Starbucks had been an engine of steady expansion since it went public in 1992, but sales growth has been slowing in the United States for more than a year, and the problem worsened as the housing market slumped and gas prices rose, the report said.
On Wednesday, the company lowered its 2008 profit forecast, saying fewer customers were visiting U.S. stores and costs were rising.
CEO Howard Schultz warned that U.S. consumers were still hurting and cut the 2008 U.S. store-opening target for the third time this year.
"We want to be as cautious as possible and not over-expand at a time when the consumer may be under significant pressure," Schultz said on a conference call.
Starbucks reported a fiscal third-quarter net loss of $6.7 million compared with its year-earlier net profit of $158.3 million.
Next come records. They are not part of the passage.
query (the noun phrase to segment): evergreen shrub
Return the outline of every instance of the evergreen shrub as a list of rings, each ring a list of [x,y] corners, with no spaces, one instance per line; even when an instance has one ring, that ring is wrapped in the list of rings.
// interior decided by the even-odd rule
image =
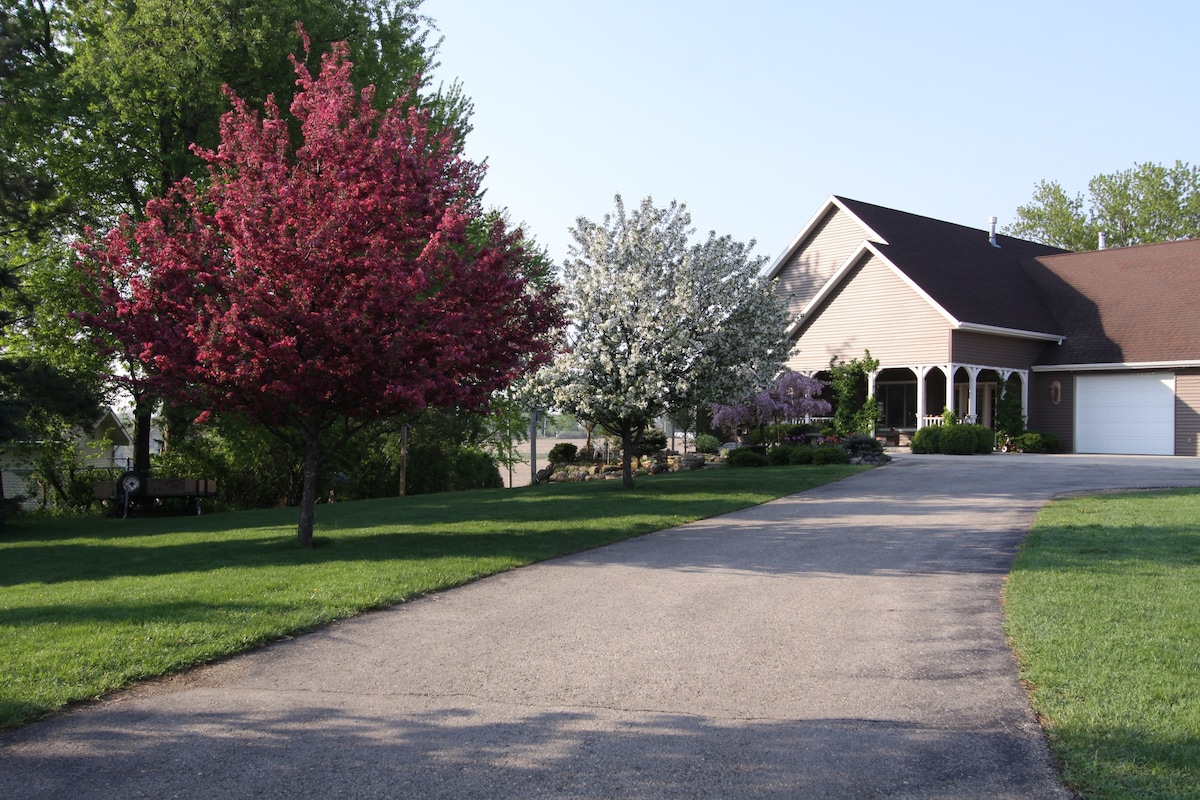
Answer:
[[[579,448],[570,442],[559,442],[550,448],[551,464],[573,464],[579,456]]]
[[[772,467],[782,467],[790,464],[793,449],[786,444],[772,447],[767,451],[767,463]]]
[[[913,434],[909,444],[914,453],[940,453],[942,447],[942,426],[929,425],[921,428]]]
[[[851,458],[873,459],[883,455],[883,445],[874,436],[856,433],[842,440],[842,447]]]
[[[465,489],[503,489],[504,478],[491,453],[464,448],[455,454],[450,488],[456,492]]]
[[[975,433],[975,452],[988,455],[996,449],[996,433],[987,425],[968,425]]]
[[[979,447],[973,425],[943,425],[940,448],[948,456],[969,456]]]
[[[813,463],[817,465],[849,464],[850,454],[840,444],[823,444],[813,451]]]
[[[1018,437],[1018,443],[1023,453],[1057,453],[1058,437],[1053,433],[1038,433],[1030,431]]]
[[[762,453],[756,453],[748,447],[739,447],[737,450],[730,450],[729,455],[725,456],[725,466],[727,467],[761,467],[765,466],[767,458]]]
[[[813,449],[807,445],[793,447],[792,452],[788,454],[789,464],[811,464],[813,463]]]

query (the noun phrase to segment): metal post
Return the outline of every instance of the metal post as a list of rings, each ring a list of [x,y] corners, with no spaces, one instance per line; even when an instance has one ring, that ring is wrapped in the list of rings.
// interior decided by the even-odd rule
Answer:
[[[537,483],[537,429],[542,411],[535,408],[529,412],[529,485]]]

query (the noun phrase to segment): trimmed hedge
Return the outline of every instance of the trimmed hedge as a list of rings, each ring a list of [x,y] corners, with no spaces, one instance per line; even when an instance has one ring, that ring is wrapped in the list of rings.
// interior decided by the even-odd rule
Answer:
[[[813,463],[817,465],[849,464],[850,454],[841,445],[823,444],[813,451]]]
[[[975,452],[986,456],[996,449],[996,432],[987,425],[968,425],[975,431]]]
[[[792,450],[794,449],[786,444],[772,447],[767,451],[767,463],[772,467],[782,467],[792,463]]]
[[[1058,437],[1053,433],[1030,431],[1018,436],[1016,441],[1023,453],[1057,453],[1059,448]]]
[[[813,449],[808,446],[793,447],[792,452],[788,454],[789,464],[811,464],[813,463]]]
[[[910,445],[918,454],[942,452],[942,425],[930,425],[913,434]]]
[[[767,457],[762,453],[756,453],[749,447],[730,450],[729,455],[725,456],[725,466],[727,467],[763,467],[766,464]]]
[[[579,447],[570,442],[559,442],[550,448],[551,464],[573,464],[579,457]]]
[[[986,425],[930,425],[913,434],[911,445],[914,453],[987,455],[996,449],[996,434]]]

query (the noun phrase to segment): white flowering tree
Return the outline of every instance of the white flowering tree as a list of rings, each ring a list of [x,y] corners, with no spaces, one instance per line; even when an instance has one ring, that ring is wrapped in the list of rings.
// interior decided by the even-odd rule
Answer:
[[[563,266],[566,346],[536,378],[543,401],[621,439],[633,486],[634,436],[657,417],[762,388],[787,354],[787,311],[765,259],[709,234],[690,244],[683,204],[650,198],[597,224],[579,218]]]

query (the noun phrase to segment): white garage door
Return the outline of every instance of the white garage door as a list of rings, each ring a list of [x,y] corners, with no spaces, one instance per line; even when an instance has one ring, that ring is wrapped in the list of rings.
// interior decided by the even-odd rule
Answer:
[[[1174,455],[1175,376],[1076,377],[1075,451]]]

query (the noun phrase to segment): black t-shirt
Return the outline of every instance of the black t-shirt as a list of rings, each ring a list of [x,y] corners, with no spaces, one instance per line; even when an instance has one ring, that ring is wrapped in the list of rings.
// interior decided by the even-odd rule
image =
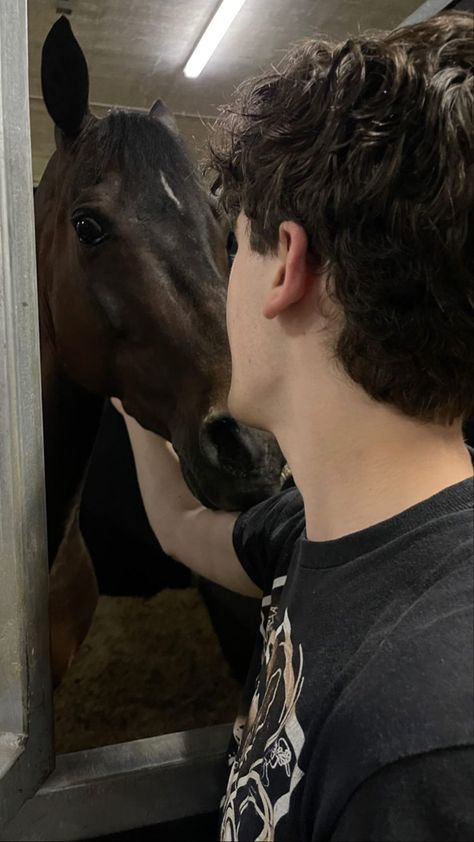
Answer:
[[[262,620],[222,839],[474,838],[473,498],[324,542],[296,489],[240,515]]]

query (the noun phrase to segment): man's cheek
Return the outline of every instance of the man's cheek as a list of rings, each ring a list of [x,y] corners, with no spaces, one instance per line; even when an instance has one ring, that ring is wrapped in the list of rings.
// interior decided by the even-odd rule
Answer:
[[[231,341],[235,330],[238,329],[238,301],[236,299],[234,285],[229,285],[227,293],[226,324],[229,341]]]

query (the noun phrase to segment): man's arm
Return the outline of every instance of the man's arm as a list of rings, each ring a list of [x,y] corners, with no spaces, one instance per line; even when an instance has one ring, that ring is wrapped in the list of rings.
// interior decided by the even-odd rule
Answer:
[[[185,484],[172,446],[124,417],[150,526],[164,551],[195,573],[245,596],[261,591],[243,569],[233,545],[238,515],[206,509]]]

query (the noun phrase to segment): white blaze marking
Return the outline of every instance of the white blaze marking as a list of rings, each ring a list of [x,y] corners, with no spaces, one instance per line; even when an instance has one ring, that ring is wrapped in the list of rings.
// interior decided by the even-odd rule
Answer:
[[[165,188],[166,195],[169,196],[170,199],[175,203],[178,210],[181,210],[181,202],[179,201],[178,197],[173,193],[173,190],[171,189],[164,172],[160,171],[160,176],[161,176],[161,183],[162,183],[163,187]]]

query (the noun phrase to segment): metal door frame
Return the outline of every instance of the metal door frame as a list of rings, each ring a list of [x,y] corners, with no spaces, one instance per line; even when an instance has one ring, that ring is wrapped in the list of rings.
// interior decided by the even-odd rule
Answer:
[[[0,827],[53,765],[26,0],[0,4]]]

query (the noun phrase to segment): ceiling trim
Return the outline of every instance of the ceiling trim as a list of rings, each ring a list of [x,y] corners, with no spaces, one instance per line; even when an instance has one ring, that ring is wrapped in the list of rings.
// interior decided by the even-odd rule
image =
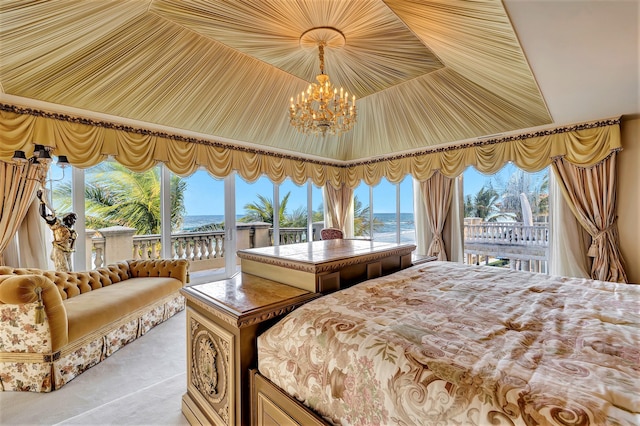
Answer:
[[[379,163],[381,161],[401,160],[404,158],[420,157],[427,154],[455,151],[458,149],[476,148],[480,146],[488,146],[488,145],[495,145],[499,143],[507,143],[507,142],[521,141],[525,139],[538,138],[541,136],[557,135],[561,133],[575,132],[575,131],[586,130],[586,129],[595,129],[598,127],[613,126],[616,124],[619,125],[621,120],[622,120],[622,117],[618,116],[618,117],[605,118],[601,120],[593,120],[593,121],[583,122],[583,123],[567,124],[559,127],[549,127],[549,128],[539,129],[539,130],[525,129],[510,135],[500,135],[498,137],[493,137],[493,138],[491,137],[475,138],[473,140],[455,142],[455,144],[453,145],[429,147],[429,148],[424,148],[417,151],[403,152],[395,155],[388,155],[385,157],[372,158],[369,160],[349,161],[347,164],[347,167],[364,166],[364,165]]]
[[[188,143],[212,146],[217,148],[230,149],[230,150],[239,151],[239,152],[259,154],[259,155],[271,156],[271,157],[282,158],[287,160],[304,161],[312,164],[318,164],[321,166],[332,166],[337,168],[350,168],[350,167],[371,165],[371,164],[381,163],[385,161],[401,160],[401,159],[419,157],[419,156],[434,154],[434,153],[455,151],[455,150],[466,149],[466,148],[475,148],[475,147],[488,146],[488,145],[494,145],[499,143],[507,143],[507,142],[525,140],[525,139],[536,138],[541,136],[574,132],[574,131],[585,130],[585,129],[593,129],[597,127],[611,126],[616,124],[619,125],[622,119],[621,116],[617,116],[617,117],[605,118],[601,120],[593,120],[593,121],[583,122],[583,123],[567,124],[559,127],[545,127],[545,128],[539,128],[537,130],[528,129],[525,131],[518,131],[517,133],[513,133],[509,135],[501,134],[496,137],[475,138],[473,140],[459,141],[459,142],[456,142],[455,144],[449,144],[449,145],[437,146],[437,147],[427,147],[427,148],[413,150],[413,151],[405,151],[405,152],[401,152],[399,154],[394,154],[394,155],[370,158],[367,160],[327,161],[327,160],[320,160],[320,159],[310,158],[305,156],[292,155],[290,153],[265,150],[263,148],[236,145],[230,142],[222,142],[219,140],[208,140],[208,139],[205,139],[204,137],[199,137],[194,135],[187,136],[184,134],[180,134],[179,129],[168,128],[166,130],[153,130],[148,127],[145,127],[142,123],[131,123],[132,120],[128,120],[129,123],[125,124],[123,122],[118,122],[118,120],[115,120],[115,119],[110,120],[105,118],[88,118],[86,116],[82,117],[81,116],[82,114],[80,113],[71,113],[68,111],[54,112],[54,111],[43,110],[35,107],[20,106],[14,103],[5,102],[6,98],[14,98],[14,96],[11,96],[11,95],[7,96],[6,94],[2,94],[2,96],[0,96],[0,111],[12,112],[15,114],[33,115],[37,117],[50,118],[50,119],[59,120],[59,121],[80,123],[80,124],[85,124],[89,126],[109,128],[109,129],[114,129],[114,130],[123,131],[123,132],[162,137],[162,138],[181,141],[181,142],[188,142]],[[120,117],[114,117],[114,118],[117,119]]]

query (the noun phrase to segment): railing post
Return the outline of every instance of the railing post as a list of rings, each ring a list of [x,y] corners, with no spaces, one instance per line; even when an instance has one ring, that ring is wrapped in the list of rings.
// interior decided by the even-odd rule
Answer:
[[[93,269],[93,262],[91,261],[93,258],[93,252],[95,248],[93,247],[92,238],[96,234],[95,229],[85,229],[85,265],[87,265],[88,269]]]
[[[254,247],[268,247],[271,245],[270,229],[271,224],[266,222],[253,222],[251,224],[255,230]]]
[[[98,231],[104,236],[104,264],[132,258],[134,228],[111,226]]]

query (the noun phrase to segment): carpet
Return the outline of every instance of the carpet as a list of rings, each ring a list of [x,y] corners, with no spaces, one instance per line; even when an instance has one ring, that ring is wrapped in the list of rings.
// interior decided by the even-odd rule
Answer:
[[[186,426],[186,389],[182,311],[61,389],[0,392],[0,424]]]

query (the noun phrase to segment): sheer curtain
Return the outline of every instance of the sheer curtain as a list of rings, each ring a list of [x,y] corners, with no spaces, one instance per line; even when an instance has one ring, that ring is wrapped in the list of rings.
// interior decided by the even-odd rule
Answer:
[[[448,232],[450,239],[449,260],[462,263],[464,260],[464,191],[462,175],[453,179],[451,207],[449,208],[447,223],[450,224],[450,231]]]
[[[427,212],[424,208],[424,195],[420,181],[416,178],[413,179],[413,217],[416,228],[415,251],[418,256],[426,256],[433,234],[427,219]]]
[[[346,238],[353,237],[353,189],[347,185],[335,189],[327,182],[323,195],[325,227],[341,229]]]
[[[464,200],[462,175],[452,179],[451,206],[446,216],[442,231],[442,240],[445,242],[445,253],[448,260],[452,262],[462,262],[464,260]],[[413,214],[416,228],[416,254],[426,256],[429,246],[433,241],[429,212],[425,208],[425,194],[422,190],[421,182],[413,180]]]
[[[589,235],[571,212],[562,195],[555,170],[549,173],[549,273],[589,278]]]
[[[5,264],[4,251],[27,215],[48,167],[46,163],[0,161],[0,265]]]
[[[40,202],[34,198],[18,232],[4,251],[5,265],[14,268],[53,269],[47,257],[51,232],[40,216]]]
[[[553,168],[567,204],[591,235],[591,278],[627,282],[616,223],[616,155],[613,151],[591,167],[578,167],[558,157]]]

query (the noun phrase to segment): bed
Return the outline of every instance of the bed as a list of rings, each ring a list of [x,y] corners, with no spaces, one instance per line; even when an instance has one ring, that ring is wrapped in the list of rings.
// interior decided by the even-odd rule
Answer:
[[[253,418],[637,425],[639,303],[633,284],[413,266],[309,302],[260,335]]]

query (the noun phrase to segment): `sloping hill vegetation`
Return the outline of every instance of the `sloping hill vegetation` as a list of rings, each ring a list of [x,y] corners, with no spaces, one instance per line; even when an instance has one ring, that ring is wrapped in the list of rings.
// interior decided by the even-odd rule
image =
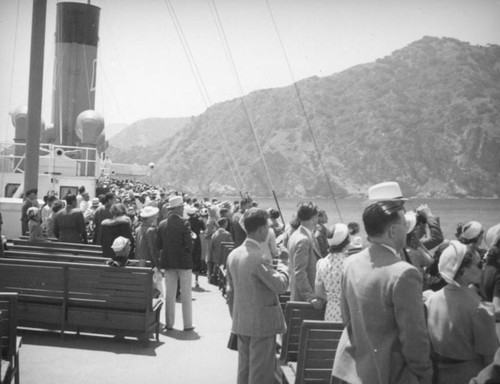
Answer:
[[[297,87],[338,196],[384,180],[399,181],[409,195],[500,195],[499,46],[424,37]],[[244,103],[274,190],[328,196],[294,86],[252,92]],[[214,105],[168,145],[145,151],[158,156],[158,183],[204,195],[271,194],[240,99]]]

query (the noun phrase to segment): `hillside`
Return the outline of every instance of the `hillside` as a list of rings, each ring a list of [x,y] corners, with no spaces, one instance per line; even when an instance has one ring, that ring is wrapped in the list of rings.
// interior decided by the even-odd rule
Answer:
[[[499,46],[424,37],[297,88],[337,196],[384,180],[411,196],[500,195]],[[253,92],[244,103],[276,193],[328,196],[294,86]],[[147,152],[158,156],[158,183],[271,195],[239,99],[214,105]]]
[[[168,141],[189,118],[149,118],[136,121],[109,139],[108,155],[114,163],[149,164],[163,155],[149,149]],[[168,142],[165,143],[168,146]]]

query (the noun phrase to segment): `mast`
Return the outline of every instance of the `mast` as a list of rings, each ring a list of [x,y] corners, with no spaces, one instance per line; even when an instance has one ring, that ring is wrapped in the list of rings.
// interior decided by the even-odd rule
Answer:
[[[33,0],[24,191],[38,188],[38,152],[40,148],[40,125],[42,121],[43,57],[45,49],[46,14],[47,0]]]

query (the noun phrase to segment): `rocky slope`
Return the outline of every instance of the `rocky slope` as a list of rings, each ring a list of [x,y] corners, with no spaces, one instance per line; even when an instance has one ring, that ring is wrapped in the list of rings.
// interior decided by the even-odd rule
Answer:
[[[374,63],[216,104],[144,149],[158,156],[156,181],[271,195],[244,107],[278,195],[329,196],[320,156],[337,196],[384,180],[410,196],[500,195],[499,46],[424,37]]]

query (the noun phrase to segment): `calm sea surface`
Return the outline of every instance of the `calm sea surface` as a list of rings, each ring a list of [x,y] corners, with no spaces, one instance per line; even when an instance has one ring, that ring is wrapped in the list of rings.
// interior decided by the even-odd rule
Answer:
[[[258,198],[256,201],[262,208],[276,207],[274,199]],[[287,225],[292,214],[296,211],[298,201],[296,199],[278,200]],[[313,201],[321,209],[326,210],[329,217],[328,226],[340,222],[333,199],[304,199],[303,201]],[[500,199],[411,199],[406,203],[406,208],[407,210],[415,209],[423,203],[429,206],[434,215],[440,217],[441,228],[447,239],[454,238],[455,229],[459,222],[476,220],[483,224],[485,229],[500,223]],[[364,201],[361,199],[340,199],[337,200],[337,204],[342,221],[346,224],[350,221],[358,222],[364,235],[361,220]]]

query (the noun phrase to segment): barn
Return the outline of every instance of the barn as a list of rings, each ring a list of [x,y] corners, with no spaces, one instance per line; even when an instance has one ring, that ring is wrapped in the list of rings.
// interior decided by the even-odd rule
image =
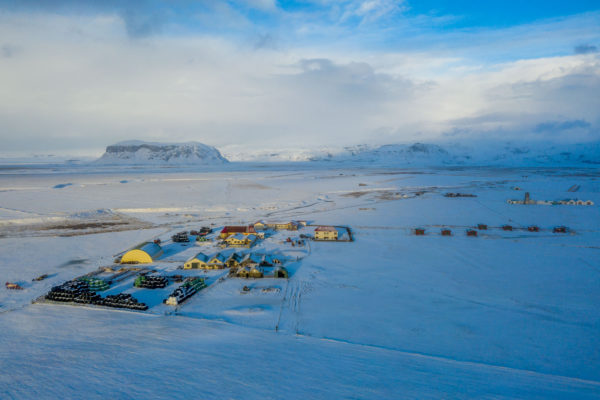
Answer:
[[[144,242],[125,252],[121,264],[149,264],[163,254],[162,247],[153,242]]]

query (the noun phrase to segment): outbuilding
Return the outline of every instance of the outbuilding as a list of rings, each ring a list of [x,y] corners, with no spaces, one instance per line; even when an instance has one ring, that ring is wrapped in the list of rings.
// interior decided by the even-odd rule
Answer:
[[[144,242],[127,251],[121,264],[149,264],[163,255],[162,247],[154,242]]]

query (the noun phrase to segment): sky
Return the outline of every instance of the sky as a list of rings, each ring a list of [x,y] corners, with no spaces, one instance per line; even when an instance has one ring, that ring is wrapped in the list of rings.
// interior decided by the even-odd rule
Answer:
[[[600,2],[0,0],[0,154],[600,140]]]

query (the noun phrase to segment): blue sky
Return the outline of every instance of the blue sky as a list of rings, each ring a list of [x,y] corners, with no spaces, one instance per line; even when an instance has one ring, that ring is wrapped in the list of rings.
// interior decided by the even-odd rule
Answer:
[[[0,0],[0,135],[598,140],[599,48],[597,1]]]

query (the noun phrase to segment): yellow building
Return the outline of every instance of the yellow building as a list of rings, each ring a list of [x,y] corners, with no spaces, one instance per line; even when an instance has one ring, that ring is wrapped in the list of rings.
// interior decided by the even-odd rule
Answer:
[[[162,248],[153,242],[142,243],[121,257],[121,264],[149,264],[162,256]]]
[[[221,253],[217,253],[206,263],[207,269],[223,269],[227,259]]]
[[[237,234],[242,234],[242,235],[246,235],[246,236],[256,235],[256,231],[254,230],[254,226],[252,226],[252,225],[225,226],[225,227],[223,227],[223,230],[221,230],[219,237],[221,239],[227,239],[229,236],[233,236],[233,235],[237,235]]]
[[[207,261],[208,256],[206,254],[198,253],[183,264],[183,269],[207,269]]]
[[[250,248],[256,242],[256,235],[243,235],[241,233],[237,233],[233,236],[229,236],[225,239],[225,243],[229,247],[247,247]]]
[[[248,272],[248,278],[262,278],[264,276],[262,270],[258,266],[250,267],[250,271]]]
[[[338,231],[333,226],[319,226],[315,229],[315,240],[338,240]]]
[[[242,256],[237,253],[232,253],[227,262],[225,263],[228,268],[238,268],[240,266],[240,261],[242,260]]]
[[[264,222],[258,221],[254,224],[254,229],[257,231],[262,231],[264,229],[275,229],[276,231],[288,230],[288,231],[297,231],[298,223],[294,221],[290,222]]]

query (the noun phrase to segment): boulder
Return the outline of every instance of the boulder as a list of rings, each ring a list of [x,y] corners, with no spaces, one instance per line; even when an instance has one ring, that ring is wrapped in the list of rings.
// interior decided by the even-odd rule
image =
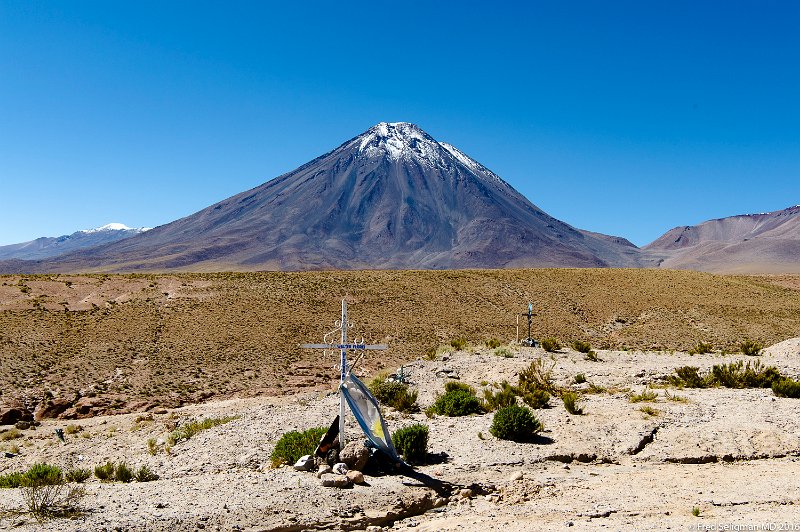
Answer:
[[[0,425],[13,425],[17,421],[33,421],[33,414],[16,406],[0,407]]]
[[[333,471],[333,469],[331,468],[331,466],[329,466],[327,464],[323,464],[323,465],[319,466],[319,470],[317,471],[317,478],[322,478],[322,475],[327,475],[327,474],[331,473],[332,471]]]
[[[369,449],[363,442],[351,441],[339,453],[339,460],[347,464],[347,468],[351,471],[363,471],[369,460]]]
[[[343,462],[333,465],[333,473],[336,475],[346,475],[348,471],[347,464]]]
[[[18,428],[19,430],[28,430],[29,428],[31,428],[31,422],[30,421],[17,421],[14,424],[14,427]]]
[[[69,399],[50,399],[49,401],[39,403],[39,406],[33,411],[33,418],[36,421],[41,421],[45,418],[56,418],[63,414],[70,406],[72,406],[72,401]]]
[[[322,480],[322,485],[326,488],[348,488],[353,484],[346,476],[332,473],[326,473],[320,479]]]
[[[348,471],[345,476],[349,478],[350,482],[352,482],[353,484],[364,483],[364,473],[362,473],[361,471]]]

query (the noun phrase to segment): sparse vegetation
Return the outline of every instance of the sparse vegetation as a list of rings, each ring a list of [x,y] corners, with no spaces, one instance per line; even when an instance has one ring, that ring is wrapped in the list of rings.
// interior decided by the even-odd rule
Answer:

Costs related to store closings and restructuring pushed it into a loss.
Total revenue rose a slower-than-expected 9% to $2.6 billion.
Starbucks said traffic during the latest quarter softened in the United Kingdom -- which is coping with its own housing crisis -- and that sales lost momentum in Canada.
The chain also said Wednesday that it will open fewer U.S. locations in 2008. For 2009, Starbucks said it will open 165 new stores in the U.S. but will also close 225 locations.
Internationally, Starbucks is planning to open about 900 net new stores in 2009, compared with about 1,050 previously.
For 2009, the company now sees capital expenditures of about $750 million, reflecting the reduced store targets for the U.S. and International segments.